It is very important to evaluate the influence of physical capacity in objective way. Most generally, physical capacity (PC) is defined as the ability of the body to undertake various types of physical exertion. Cardiorespiratory fitness and the ability of blood to bind oxygen should be considered to evaluate PC among young people. An important component of PC is reaction to changes in homeostatic processes, which is connected with symptoms of fatigue during and after physical exercises done at increasing intensity. PC is shaped by many factors (age, BMI, genes), but taking up intensive aerobic physical activity is a very important factor promoting the increase in cardiorespiratory fitness. 19 Increasing physical activity is a major mechanism by which cardiorespiratory fitness and strength can be increased. 20 McCarthy et al 21 demonstrated stable blood glucose responses to cardiopulmonary exercise testing (CPET) in people with DM1. Parameter used to describe factual PC and metabolic changes is the maximum oxygen uptake (VO2max). VO2max jointly explains the effects of the work of the cardiovascular and respiratory systems.22,23
Formerly, physical activity was not recommended for children with diabetes due to the risk of hypoglycemia. Recently, the recommendations have changed and a number of beneficial effects have been observed. 24 Gawrecki et al 25 showed that planned high intensity physical effort in men with well-controlled DM1 is metabolically safe.

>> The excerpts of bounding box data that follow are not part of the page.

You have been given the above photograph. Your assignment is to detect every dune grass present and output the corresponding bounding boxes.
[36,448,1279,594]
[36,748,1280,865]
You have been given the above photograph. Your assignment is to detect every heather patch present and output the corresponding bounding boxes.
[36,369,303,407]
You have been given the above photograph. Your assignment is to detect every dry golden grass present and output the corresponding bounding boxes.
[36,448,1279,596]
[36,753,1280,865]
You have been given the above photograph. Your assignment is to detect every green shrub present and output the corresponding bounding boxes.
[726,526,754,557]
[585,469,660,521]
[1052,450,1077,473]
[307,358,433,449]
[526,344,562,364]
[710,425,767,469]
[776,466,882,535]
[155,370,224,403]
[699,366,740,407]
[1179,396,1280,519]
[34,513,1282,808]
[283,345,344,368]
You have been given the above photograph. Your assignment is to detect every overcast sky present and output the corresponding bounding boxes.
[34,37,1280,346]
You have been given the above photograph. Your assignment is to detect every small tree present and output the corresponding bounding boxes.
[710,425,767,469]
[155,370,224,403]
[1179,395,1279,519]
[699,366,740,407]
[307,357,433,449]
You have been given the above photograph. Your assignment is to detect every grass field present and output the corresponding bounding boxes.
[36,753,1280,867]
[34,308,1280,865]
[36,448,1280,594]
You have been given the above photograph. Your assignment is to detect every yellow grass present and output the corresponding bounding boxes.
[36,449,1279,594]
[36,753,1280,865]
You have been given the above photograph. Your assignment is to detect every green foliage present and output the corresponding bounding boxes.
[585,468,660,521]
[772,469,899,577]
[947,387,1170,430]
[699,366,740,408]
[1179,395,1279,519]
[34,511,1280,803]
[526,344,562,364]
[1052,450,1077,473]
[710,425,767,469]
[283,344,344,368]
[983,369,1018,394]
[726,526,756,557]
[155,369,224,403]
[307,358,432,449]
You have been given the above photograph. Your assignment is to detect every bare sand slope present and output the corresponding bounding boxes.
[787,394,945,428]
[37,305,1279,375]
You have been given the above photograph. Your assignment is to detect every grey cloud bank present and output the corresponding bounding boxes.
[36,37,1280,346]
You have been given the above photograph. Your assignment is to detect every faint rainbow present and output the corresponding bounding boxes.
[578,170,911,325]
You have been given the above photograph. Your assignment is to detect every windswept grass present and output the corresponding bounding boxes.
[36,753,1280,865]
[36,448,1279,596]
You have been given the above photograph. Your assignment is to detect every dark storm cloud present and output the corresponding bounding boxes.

To confirm hypothesis that physical activity described by an objective parameter is the most important factor which affects pCR, we created Diab1Fit Study (NCT04968171). The aim of the study was to evaluate physical capacity in adults with DM1, its relationship with the occurrence of partial clinical remission (pCR) and remission duration during 2 years follow-up. The study was to verify 2 hypotheses.
1: The greater the physical capacity defined as VO2max at the beginning of DM1, the greater the chance of remission.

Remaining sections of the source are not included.